A structured, agent-queryable knowledge base of AMD Instinct & Radeon GPU kernel
optimization for CDNA3 (gfx942 / MI300), CDNA4 (gfx950 / MI350–MI355X), and RDNA4
(gfx1201), packaged as a Claude Code skill. The repository root is the skill
directory — clone it into ~/.claude/skills/ and it works out of the box.
Knowledge cutoff 2026-05-15 (PRs/docs/blogs anchored at or before this date; tool versions pinned in
data/tool-versions.yaml). The gfx950 hardware/numeric facts and all 12 runnable examples were additionally re-verified on real MI350X silicon (ROCm 7.2) — see below.
| Marketing | gfx | Arch | FP8 | Matrix unit | Wave |
|---|---|---|---|---|---|
| MI300A / MI300X / MI325X | gfx942 |
CDNA3 | FNUZ | MFMA | wave64 |
| MI350X / MI355X | gfx950 |
CDNA4 | OCP + FP6/FP4/MX | MFMA | wave64 |
| Radeon AI PRO R9700 | gfx1201 |
RDNA4 | OCP | WMMA | wave32/64 |
The headline portability gotcha: gfx942 FP8 (FNUZ) is not bit-compatible with gfx950 FP8 (OCP). See
wiki/migration/gfx942-to-gfx950.md.
Unlike a docs-only wiki, the gfx950 claims here were checked on an actual AMD Instinct
MI350X (ROCm 7.2) by compiling, running, and disassembling code — each finding re-run by
an adversarial second pass.
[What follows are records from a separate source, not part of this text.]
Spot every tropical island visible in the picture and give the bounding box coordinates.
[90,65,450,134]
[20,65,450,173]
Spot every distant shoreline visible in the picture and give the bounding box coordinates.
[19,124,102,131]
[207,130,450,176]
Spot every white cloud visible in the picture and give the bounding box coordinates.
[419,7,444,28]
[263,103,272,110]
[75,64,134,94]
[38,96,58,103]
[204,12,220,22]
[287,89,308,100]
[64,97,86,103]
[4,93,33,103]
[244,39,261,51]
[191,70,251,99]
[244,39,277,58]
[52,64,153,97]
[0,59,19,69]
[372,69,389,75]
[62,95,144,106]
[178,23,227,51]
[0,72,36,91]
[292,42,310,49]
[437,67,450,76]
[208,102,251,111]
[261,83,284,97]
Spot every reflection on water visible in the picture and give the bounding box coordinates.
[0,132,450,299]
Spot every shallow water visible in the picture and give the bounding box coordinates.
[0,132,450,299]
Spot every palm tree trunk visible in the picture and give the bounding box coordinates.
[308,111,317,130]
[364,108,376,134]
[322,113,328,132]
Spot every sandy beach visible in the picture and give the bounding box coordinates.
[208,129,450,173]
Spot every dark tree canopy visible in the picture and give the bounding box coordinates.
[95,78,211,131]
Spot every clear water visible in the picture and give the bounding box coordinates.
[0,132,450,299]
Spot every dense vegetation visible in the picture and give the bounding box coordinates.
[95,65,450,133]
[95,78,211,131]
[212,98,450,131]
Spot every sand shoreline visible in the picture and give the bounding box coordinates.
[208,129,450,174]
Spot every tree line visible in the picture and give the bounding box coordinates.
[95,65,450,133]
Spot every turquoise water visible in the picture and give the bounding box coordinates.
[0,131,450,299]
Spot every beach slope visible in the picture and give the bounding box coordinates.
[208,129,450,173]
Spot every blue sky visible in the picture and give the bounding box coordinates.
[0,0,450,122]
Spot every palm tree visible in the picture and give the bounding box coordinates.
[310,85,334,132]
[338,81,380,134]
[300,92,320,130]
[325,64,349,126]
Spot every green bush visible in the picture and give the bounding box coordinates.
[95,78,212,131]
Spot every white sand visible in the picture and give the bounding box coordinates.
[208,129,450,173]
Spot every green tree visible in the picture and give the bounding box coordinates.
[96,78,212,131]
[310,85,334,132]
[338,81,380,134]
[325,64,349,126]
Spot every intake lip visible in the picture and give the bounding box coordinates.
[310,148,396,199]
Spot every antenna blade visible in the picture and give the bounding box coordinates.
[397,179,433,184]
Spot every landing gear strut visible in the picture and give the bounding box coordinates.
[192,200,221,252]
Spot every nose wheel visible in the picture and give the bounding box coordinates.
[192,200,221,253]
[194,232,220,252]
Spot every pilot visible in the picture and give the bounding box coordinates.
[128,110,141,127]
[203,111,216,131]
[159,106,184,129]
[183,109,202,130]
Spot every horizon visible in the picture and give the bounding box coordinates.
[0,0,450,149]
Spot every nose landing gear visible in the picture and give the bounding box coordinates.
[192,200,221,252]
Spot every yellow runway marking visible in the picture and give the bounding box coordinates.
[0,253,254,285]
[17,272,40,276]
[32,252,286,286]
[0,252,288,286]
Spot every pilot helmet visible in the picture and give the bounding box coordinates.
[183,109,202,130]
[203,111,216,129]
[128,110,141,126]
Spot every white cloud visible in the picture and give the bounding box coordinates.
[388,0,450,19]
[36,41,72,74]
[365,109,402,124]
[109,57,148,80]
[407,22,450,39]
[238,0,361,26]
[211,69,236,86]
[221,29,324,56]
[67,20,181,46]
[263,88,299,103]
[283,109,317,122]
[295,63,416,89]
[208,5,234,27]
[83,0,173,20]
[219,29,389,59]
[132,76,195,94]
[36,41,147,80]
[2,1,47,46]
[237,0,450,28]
Full evidence: VERIFICATION.md and
data/hardware-verified.yaml.
- Hardware facts re-grounded on silicon and corrected where the GPU disagreed with the
docs: gfx950 cross-lane is
v_permlane16_swap(not the RDNA selector form); 32 waves/CU (not 40); direct-to-LDS is ≤16 B on gfx950 / ≤4 B on gfx942; compute modes SPX/DPX/QPX/CPX, memory NPS1/NPS2; nativexf32MFMA fails to select on gfx950. - All 12 runnable examples build with
--offload-arch=gfx950and execute on the GPU (11/12 self-check;fp8-gemm'smain()only verifies the emitted MFMA, no numeric check). - First-party FlyDSL kernel sweep on MI350X — every major FlyDSL gfx950 kernel was
profiled with rocprofv3 ATT + counters against matched AITER/CK/hipBLASLt baselines.
The detailed verdict table, root-cause notes, and dashboard links live in the
canonical
ref-flydsl-kernel-profilingsource page; synthesized pages link back to it instead of duplicating the full summary.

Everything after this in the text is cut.